Three librarians from Zimbabwe made a study visit recently to the Raoul Wallenberg Institute as part of the Institute’s Zimbabwe Human Rights Capacity Development Programme 2016-2018.
“The overall aim of the study visit and training was to show and share good practices in how we are running Libraries in Sweden and collect tips and experience in the hard business of negotiations with vendors of electronic materials,” says Karl Adam Tiderman, RWI’s librarian.
The librarians came from Great Zimbabwe University, Midlands State University and Africa University. They visited among others, the Lund University Library, the Lund University Faculty of Law Library, Malmö University Library and the Nordic Institute of Asian Studies Library.
Zimbabwean librarians’ reflections and takeways from study visit
Claudious Chuma, a Law Librarian at Midlands State University, Gweru, was impressed with how Swedish libraries act like community centres where visitors are encouraged to congregate and do things, such as eating, which would never be allowed in Zimbabwe. He says his library is constantly dealing with trying to overcome challenges caused by lack of resources. “When it comes time for exams, students are scrambling for space and material,” he says. Chuma says he has plans to build a new library on campus and that they are looking for funding now. “It’s extremely important to have adequate information about human rights to assist the students so they know the issues and also get to know about the Zimbabwean constitution,” he says.
Oscar Mafuta, a Law Librarian at Herbert Chitepo School of Law, Great Zimbabwe University, says the study visit has made it clear to him that Sweden takes libraries, including access to information, seriously. “We have a lot to learn here,” he says. “We are getting to see how the libraries work. It’s an eye-opener, and I hope to take back a lot of the ideas and model some of them.”
Mafuta says the internet connection at his university is so poor that they still face constant problems with students getting knocked off the web.

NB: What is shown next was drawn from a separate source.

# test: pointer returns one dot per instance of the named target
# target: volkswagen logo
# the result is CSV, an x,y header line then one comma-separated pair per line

He would like to see the library expand its print and online resources.
Brian Kutiwa, Client Services Librarian at Africa University, says one thing that surprised him about the visit to Sweden was that parents take their children to libraries. “We have public libraries, but it’s very uncommon to see children and parents in them,” he says.
Kutiwa says he became a librarian to serve the community. “People need to have access to information to develop,” he says. “That’s a challenge today to people on the streets. But libraries can help them know their rights.”
Kutiwa hopes to continue the cooperation with the Raoul Wallenberg Institute and take back the knowledge and insights gained in Sweden and try to apply it to the local context.
“We have many challenges, but making more information available to visitors is important,” he says.